Specifically, Plaintiffs request that the Court enjoin Defendants from enforcing N.Y. Comp. Codes R. Regs. tit. 22, §§ 1200.6(c)(1), (3), (5), (7), (g)(1), 1200.7(e), 1200.8(g), and 1200.41-a. In addition, they request that the Court enjoin enforcement of N.Y. Comp. Codes R. Regs. tit. 22, §§ 1200.6, 1200.7, and 1200.41-a as applied to communications where the attorney's primary purpose is not pecuniary gain.

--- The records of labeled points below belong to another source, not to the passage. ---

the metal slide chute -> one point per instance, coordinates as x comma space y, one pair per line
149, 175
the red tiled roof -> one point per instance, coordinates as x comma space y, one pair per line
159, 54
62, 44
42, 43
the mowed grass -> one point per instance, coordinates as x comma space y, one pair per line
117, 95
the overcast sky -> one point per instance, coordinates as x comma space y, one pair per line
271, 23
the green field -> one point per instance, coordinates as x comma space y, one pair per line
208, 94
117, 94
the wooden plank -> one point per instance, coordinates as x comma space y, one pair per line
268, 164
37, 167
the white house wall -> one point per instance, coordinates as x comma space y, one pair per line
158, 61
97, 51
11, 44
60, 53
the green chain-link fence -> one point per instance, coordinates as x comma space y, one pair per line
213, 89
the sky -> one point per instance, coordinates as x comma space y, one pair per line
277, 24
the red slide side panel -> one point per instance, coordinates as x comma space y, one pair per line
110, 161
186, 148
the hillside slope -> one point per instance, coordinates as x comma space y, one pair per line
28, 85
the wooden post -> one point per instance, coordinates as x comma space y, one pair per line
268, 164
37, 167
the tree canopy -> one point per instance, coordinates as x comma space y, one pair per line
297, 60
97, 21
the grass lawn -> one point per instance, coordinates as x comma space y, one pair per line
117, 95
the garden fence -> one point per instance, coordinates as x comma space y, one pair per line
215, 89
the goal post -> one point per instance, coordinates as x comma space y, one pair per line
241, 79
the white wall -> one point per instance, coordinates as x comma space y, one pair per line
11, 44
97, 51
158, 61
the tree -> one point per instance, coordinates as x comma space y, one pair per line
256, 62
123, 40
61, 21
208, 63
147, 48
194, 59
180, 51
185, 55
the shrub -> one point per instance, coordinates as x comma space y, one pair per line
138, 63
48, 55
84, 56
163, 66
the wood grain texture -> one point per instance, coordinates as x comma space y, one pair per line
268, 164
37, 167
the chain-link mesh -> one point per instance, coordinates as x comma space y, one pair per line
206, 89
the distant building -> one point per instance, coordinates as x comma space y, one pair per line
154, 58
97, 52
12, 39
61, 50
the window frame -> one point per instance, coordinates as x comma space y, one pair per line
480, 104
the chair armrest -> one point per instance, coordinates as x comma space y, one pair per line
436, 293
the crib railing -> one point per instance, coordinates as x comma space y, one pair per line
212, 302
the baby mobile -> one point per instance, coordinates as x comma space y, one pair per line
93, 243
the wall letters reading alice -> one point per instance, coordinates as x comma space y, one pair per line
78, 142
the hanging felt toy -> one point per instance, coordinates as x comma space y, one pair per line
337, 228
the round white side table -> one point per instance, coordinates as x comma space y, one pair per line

The dispute in this case is whether an even higher standard applies to Plaintiffs' motion. If the injunction would alter the status quo rather than maintain it — in other words, if the injunction would be mandatory rather than prohibitory — the proponent must make a "`clear' or `substantial' showing of a likelihood of success" on the merits. Id. (quoting Tom Doherty Assocs., Inc. v. Saban Entertainment, Inc., 60 F.3d 27, 33-34 (2d Cir. 1995)). This heightened standard also applies if the injunction would provide substantially all the relief sought, such that the relief could not be undone if the defendant prevails on the merits. See id. (quotation omitted).

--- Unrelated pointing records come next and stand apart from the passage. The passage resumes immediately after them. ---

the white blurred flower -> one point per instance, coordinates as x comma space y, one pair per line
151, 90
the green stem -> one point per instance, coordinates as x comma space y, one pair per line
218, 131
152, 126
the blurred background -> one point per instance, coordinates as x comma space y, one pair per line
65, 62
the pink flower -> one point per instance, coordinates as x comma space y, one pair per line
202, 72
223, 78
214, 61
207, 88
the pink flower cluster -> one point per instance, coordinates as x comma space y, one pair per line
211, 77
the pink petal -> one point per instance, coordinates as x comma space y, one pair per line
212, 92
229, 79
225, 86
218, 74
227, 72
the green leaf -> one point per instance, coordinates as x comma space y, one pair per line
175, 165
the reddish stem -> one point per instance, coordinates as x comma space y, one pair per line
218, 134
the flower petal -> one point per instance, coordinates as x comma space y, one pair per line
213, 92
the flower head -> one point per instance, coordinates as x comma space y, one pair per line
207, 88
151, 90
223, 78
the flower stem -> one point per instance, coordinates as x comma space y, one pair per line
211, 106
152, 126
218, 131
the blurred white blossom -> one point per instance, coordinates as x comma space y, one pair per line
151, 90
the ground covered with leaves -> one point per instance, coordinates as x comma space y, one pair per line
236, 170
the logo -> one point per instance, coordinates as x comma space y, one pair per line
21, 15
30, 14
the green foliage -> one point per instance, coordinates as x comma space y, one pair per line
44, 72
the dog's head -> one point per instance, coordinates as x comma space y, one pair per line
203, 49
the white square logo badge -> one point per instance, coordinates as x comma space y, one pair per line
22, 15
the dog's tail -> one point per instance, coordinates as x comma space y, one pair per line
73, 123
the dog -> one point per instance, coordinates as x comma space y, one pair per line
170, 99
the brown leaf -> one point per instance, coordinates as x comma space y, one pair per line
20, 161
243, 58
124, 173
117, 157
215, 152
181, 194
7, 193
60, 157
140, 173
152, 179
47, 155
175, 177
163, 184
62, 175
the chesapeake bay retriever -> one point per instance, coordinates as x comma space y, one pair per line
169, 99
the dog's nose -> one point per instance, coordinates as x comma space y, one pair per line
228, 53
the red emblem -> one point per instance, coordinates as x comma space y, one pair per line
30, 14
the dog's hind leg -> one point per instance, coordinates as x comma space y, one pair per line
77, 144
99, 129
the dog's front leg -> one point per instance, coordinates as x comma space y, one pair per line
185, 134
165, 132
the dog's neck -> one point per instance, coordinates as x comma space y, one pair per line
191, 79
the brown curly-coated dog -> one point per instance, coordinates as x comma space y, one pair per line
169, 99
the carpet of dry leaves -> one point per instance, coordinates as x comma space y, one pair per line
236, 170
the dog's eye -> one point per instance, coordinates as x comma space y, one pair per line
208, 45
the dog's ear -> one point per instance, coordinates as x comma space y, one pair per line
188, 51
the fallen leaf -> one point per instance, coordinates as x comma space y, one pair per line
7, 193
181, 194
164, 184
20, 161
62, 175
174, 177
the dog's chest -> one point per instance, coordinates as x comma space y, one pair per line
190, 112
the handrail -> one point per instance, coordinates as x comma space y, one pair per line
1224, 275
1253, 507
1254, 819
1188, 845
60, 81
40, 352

The Court finds that the heightened standard applies to Plaintiffs' motion for two reasons. First, the amended attorney-advertising rules have been in effect since February 1, 2007. Plaintiffs concede that they have altered their advertising campaigns in an attempt to comply with these rules. Therefore, the status quo is the post-amendment attorney-advertising regime. Consequently, although the requested preliminary injunction might be phrased in either mandatory or prohibitory terms, it would necessarily alter the status quo. Second, even if the injunction is prohibitory rather than mandatory, it would effectively grant Plaintiffs complete relief by allowing them to resume their pre-amendment advertisements. Moreover, this relief could not be undone in the event that Defendants eventually prevail on the merits. Plaintiffs' advertisements would have reached and affected their viewers, readers, and listeners, and this Court could not undo the effects of such exposure. Cf. Abdul Wali v. Coughlin, 754 F.2d 1015, 1026 (2d Cir. 1985) (footnote omitted) (finding that a preliminary injunction prohibiting a prison official from interfering with delivery of a specific document to a prisoner would provide the prisoner with all the relief sought by allowing the prisoner to receive and read the document), overruled on other grounds by O'Lone v. Shabazz, 482 U.S. 342, 350 n. 2 (1987). Accordingly, Plaintiffs must show irreparable harm and a clear or substantial showing of a likelihood of success on the merits.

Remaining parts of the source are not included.